Listening to a tape, I heard Joaquin Turina's Rafaga as played by Konrad Ragossonig. It was nothing but speed and fury and I was dazzled. I had to start learning immediately!
At the age of 19, I picked up my step-dad's Ventura steel string and Mel Bay #1 and worked my way through it. John Denver chord diagrams came next. I didn't want to learn three chords and start a band, as so many kids my age were doing exactly that, so a distorted electric guitar was never a consideration.
That wasn't what guitar was to me. I practiced every day for an entire year and then joined the USMC and couldn't practice again until I got to my duty station in Okinawa. I bought an Ibanez GA-150 classical guitar and started taking lessons at the Ryukyu Academy of classical music, but didn't stick with them.
Unfortunately, I had already learned enough to know that I didn't want to start over properly, which is exactly what Professor Alba insisted on. I went back to learning on my own, mostly Rush and Led Zepplin.
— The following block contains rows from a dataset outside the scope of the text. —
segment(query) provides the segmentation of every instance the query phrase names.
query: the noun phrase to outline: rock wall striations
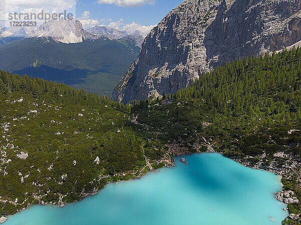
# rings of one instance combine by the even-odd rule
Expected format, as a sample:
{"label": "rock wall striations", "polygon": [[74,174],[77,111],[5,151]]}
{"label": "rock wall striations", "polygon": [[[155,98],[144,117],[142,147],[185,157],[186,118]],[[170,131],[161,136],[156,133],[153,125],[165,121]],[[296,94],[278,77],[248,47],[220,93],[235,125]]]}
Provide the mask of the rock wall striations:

After I got out of the Corps, I posted a request on a classical guitar bulletin board in the early early days of the internet, and a guitar professor from Exeter, England sent me jpegs of the sheet music for Rafaga. I created a notation-to-tab conversion chart and converted it to tab and started learning it.
The wrong way, naturally.
I already had Jerry Snyder's tab book and had learned Lagrima and others from it, to varying degrees of success. Then I found Trevor Maurice and have been doing it right since then.
Seeing as how I am also a professional graphic designer, I typeset my original hand-drawn guitar map, which is attached. Everybody please feel free to use it.